Thank you for once again sharing yourself and your life experience. This was so raw, terrible and beautiful. How do we hold all the awfulness that humanity can be and keep trying to do better?
I sometimes wonder if much of the reason we get stuck in power over is that our brains have not evolved enough from fight or flight to be able to value and trust how connection and community are what truly give us the ability to live in peace and joy.
Please don’t ever stop writing Alice. We need your words, your stories and your ability to articulate them in a way that opens our minds and hearts to possibilities.
Thank you so much for your beautiful comment, San. I can’t tell you how much it means to me to have you tell me these things.
You are truly one of my favorite people and I very much look forward to the next time we can do magick together.
When i was living outside, I got very tuned in to the anxiety that goes along with homeless and otherwise marginalized people looking down at the ground when walking through town. I understand that there are cultural norms that are different, but i can sense generally sense the difference when people are avoiding eye contact out of fear, rather than as respecting boundaries. Where i am today, it feels like people are scared. I’m not sure what to do with that observation.
I think those of us who have been out there have an advantage regarding attunement and empathy. I’ve been thinking of this is relation to people who spend their time cuttingpeople down online.
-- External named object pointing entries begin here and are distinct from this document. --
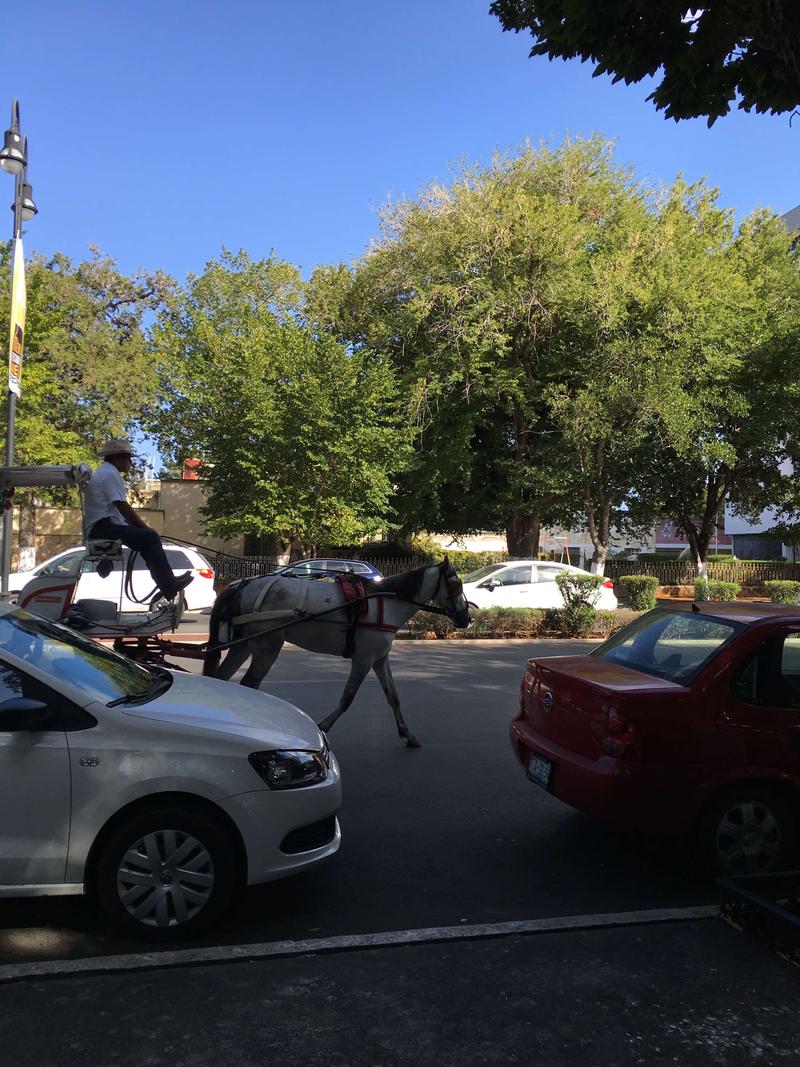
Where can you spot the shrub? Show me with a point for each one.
(495, 621)
(605, 623)
(723, 590)
(639, 590)
(580, 593)
(783, 592)
(425, 622)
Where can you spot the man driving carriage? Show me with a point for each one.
(109, 516)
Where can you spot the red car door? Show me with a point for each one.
(761, 717)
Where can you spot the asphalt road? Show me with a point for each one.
(398, 951)
(441, 835)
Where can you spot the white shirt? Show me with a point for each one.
(105, 487)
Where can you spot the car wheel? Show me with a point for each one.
(748, 830)
(166, 874)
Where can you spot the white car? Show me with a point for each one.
(526, 583)
(197, 594)
(158, 793)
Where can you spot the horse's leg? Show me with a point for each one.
(358, 670)
(265, 653)
(234, 658)
(382, 669)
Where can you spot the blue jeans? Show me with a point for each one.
(146, 542)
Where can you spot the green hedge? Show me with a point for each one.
(639, 590)
(520, 622)
(783, 592)
(708, 589)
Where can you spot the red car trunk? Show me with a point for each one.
(573, 700)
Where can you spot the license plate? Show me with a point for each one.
(539, 769)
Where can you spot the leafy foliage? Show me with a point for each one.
(639, 590)
(707, 56)
(86, 373)
(298, 435)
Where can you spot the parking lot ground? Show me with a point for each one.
(687, 992)
(448, 837)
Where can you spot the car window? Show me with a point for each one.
(513, 575)
(66, 567)
(546, 573)
(671, 645)
(98, 672)
(482, 572)
(177, 559)
(771, 674)
(16, 683)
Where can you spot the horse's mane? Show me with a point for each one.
(405, 585)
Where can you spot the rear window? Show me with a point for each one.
(671, 645)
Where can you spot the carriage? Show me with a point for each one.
(253, 617)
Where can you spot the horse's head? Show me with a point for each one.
(449, 594)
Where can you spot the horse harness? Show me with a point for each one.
(356, 606)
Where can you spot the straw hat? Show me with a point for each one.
(116, 446)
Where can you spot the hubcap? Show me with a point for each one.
(165, 878)
(748, 838)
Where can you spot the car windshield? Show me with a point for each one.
(98, 672)
(482, 572)
(671, 645)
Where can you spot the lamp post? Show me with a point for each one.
(14, 160)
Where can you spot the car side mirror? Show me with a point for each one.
(21, 713)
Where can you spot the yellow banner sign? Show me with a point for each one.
(18, 301)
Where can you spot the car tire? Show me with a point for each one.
(147, 893)
(751, 829)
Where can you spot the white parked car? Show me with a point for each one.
(158, 793)
(526, 583)
(197, 594)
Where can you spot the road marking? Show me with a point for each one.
(272, 950)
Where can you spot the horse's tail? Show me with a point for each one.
(213, 652)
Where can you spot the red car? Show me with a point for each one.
(688, 719)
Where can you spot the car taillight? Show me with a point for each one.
(622, 741)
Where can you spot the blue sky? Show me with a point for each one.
(161, 131)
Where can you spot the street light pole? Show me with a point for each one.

I really think they could benefit from getting out and engaging face to face with hunanity.
So, yeh, stop people, look around, everybody look what’s going down. We gotta unplug sometimes to really connect, and when we don’t take the time to do that, we end up feeding the demons that thrive on alienation and isolation.
Connection is what we need. Compassion, empathy, uncertainty, confusion, faith… we need to share the mess.
Heheh. Anyway, thanks again. Peace.
Thank you for reading, Kevin. I’m glad it spoke to you.